There is no hunger strike at Delaney Hall and there are no subprime conditions. This is a political stunt by sanctuary-state politicians. Assault a federal officer and you will be prosecuted to the fullest extent of the law.

Paraphrased commentary · not a verbatim post

Paraphrase of statements reported by Fox News and NBC News, June 2026.

Homeland Security
@DHSgov · June 2026

Anti-ICE agitators in Newark assaulted federal officers — three suffered bite wounds. The men and women of ICE put their lives on the line every day. Anyone who attacks them will be prosecuted to the fullest extent of the law.

U.S. Immigration and Customs Enforcement
@ICEgov · June 2026

Delaney Hall is a fully accredited detention facility. Claims of inhumane conditions are false. ICE detains individuals subject to lawful immigration proceedings, including those with serious criminal histories.

§ 05 / Why It Matters

A sanctuary-state confrontation that Democratic officials helped start, and then had to police. That contradiction is the civic lesson.

Delaney Hall sits at the intersection of two policies that were always going to collide. New Jersey is a sanctuary jurisdiction whose Democratic leadership — from the governor’s office to the Newark mayoralty — opposed the facility’s opening and treated resistance to it as a defining cause. The federal government, by contrast, made the facility a centerpiece of its detention expansion. When those positions met on Doremus Avenue, the result was nightly unrest.

The accountability question is not whether anyone has a right to protest — they do. It is what happens when officials who encouraged confrontation discover they are also responsible for the order that confrontation breaks. Mayor Baraka championed the cause, was arrested for it, then had to impose a curfew against it. That arc is not a gotcha; it is a real and documented consequence of a policy posture, and readers deserve to see it laid out plainly.

We will keep this page current as the facts firm up — the verified arrest totals, the charges filed, the outcome of the conditions dispute inside the facility, and whether the curfew holds or is challenged in court.

§ 06 / The Bottom Line

The curfew worked as a containment tool. The contradiction behind it is the durable fact. Both belong in the record.

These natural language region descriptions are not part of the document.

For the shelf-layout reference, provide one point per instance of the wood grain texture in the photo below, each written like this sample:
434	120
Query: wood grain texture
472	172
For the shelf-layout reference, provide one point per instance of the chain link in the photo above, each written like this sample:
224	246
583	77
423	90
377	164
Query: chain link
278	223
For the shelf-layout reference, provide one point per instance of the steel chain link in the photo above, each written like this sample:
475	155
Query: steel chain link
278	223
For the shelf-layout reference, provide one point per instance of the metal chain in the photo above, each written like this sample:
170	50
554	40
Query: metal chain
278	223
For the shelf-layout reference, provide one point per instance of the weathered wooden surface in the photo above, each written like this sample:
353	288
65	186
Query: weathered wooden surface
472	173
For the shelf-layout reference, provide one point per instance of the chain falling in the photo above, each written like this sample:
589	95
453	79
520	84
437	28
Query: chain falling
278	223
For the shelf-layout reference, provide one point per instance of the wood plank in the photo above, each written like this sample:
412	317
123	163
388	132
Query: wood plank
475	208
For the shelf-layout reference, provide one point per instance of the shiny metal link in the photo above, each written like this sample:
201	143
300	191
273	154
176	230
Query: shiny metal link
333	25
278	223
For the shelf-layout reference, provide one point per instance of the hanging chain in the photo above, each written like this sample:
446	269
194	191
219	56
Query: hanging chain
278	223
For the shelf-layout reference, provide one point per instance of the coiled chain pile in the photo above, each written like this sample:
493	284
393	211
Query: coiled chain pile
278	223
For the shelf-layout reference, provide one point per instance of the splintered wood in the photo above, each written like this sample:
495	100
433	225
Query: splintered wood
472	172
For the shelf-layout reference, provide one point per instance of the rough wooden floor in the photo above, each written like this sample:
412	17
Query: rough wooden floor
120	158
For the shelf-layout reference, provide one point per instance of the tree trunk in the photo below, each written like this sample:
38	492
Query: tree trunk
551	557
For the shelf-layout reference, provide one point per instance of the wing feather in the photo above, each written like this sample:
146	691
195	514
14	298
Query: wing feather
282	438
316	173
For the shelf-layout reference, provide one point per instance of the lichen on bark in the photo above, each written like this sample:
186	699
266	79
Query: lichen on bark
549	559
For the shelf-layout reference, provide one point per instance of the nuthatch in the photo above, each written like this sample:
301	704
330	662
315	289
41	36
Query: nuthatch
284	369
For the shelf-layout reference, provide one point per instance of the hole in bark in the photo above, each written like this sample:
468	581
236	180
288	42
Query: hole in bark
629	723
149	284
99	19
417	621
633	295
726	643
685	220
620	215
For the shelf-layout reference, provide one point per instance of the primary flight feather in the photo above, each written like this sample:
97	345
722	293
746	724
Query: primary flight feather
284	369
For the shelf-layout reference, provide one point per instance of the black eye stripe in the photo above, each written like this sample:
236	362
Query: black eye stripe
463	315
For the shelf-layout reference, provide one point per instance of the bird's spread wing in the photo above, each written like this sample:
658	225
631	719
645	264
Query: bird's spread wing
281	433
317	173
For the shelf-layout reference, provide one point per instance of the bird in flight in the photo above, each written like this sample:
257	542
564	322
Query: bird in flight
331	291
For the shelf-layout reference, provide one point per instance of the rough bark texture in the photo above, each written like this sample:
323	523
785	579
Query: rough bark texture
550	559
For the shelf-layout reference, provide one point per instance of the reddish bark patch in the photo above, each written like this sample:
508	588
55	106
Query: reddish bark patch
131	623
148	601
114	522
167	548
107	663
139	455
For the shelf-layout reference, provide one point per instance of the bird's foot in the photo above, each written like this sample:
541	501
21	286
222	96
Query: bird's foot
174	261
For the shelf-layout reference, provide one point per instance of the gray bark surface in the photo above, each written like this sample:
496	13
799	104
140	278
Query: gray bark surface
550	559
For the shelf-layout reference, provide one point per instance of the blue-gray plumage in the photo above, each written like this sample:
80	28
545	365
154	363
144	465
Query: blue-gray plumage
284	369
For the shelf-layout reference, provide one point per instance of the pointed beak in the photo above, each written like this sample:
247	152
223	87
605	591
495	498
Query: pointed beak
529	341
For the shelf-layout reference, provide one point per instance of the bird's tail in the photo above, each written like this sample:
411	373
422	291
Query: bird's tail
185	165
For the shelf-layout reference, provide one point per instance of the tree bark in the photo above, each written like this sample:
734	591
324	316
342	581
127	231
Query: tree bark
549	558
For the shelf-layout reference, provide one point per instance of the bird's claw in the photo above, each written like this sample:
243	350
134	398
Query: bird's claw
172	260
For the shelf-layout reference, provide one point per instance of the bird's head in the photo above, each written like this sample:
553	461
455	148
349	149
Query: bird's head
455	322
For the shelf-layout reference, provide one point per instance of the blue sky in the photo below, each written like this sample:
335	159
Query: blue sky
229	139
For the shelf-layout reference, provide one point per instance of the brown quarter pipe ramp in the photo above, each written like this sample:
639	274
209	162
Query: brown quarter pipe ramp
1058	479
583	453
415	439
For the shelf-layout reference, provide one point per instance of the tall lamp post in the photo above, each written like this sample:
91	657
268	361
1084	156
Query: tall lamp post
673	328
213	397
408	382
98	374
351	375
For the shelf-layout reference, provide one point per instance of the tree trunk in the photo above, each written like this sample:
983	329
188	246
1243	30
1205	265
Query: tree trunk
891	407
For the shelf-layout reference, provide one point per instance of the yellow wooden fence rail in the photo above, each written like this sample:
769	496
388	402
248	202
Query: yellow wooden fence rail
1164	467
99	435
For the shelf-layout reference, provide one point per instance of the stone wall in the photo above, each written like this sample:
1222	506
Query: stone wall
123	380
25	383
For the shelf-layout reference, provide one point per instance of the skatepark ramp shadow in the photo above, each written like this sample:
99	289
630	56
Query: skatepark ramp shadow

What is confirmed: A Democratic mayor, Ras Baraka of Newark, imposed a half-mile, 9 p.m.–6 a.m. curfew around the Delaney Hall ICE facility; state police cleared the zone on the first night, May 31, 2026; and a group that arrived with helmets, shields, or gas masks was arrested after refusing to disperse. Earlier in the week, six people were arrested for allegedly assaulting officers, and three federal officers were reportedly bitten.

What is not yet confirmed: the precise number of curfew-night arrests, the specific charges, and the truth of the dueling claims about conditions inside the facility. The federal government and the protesters tell irreconcilable stories about what is happening on the other side of the fence, and that has not been independently resolved. Everyone charged is presumed innocent unless and until proven guilty.

The frame that survives all the open questions is the one in the headline: the official who ordered the streets cleared is the same official who was once handcuffed on them. Mayor Baraka, Governor Sherrill, Attorney General Davenport, and Secretary Mullin are named here for the record. When attributable figures arrive, this page will carry them.

Sources & Primary Documents
This is a developing story. We report only confirmed, attributable facts. The exact number of curfew-night arrests and the specific charges had not been fully released as of June 1, 2026. The competing claims about conditions inside Delaney Hall have not been independently verified by Civic Intelligence. Any person charged is presumed innocent unless and until proven guilty. This page will be updated as the New Jersey Attorney General’s office, local prosecutors, and federal authorities release additional information.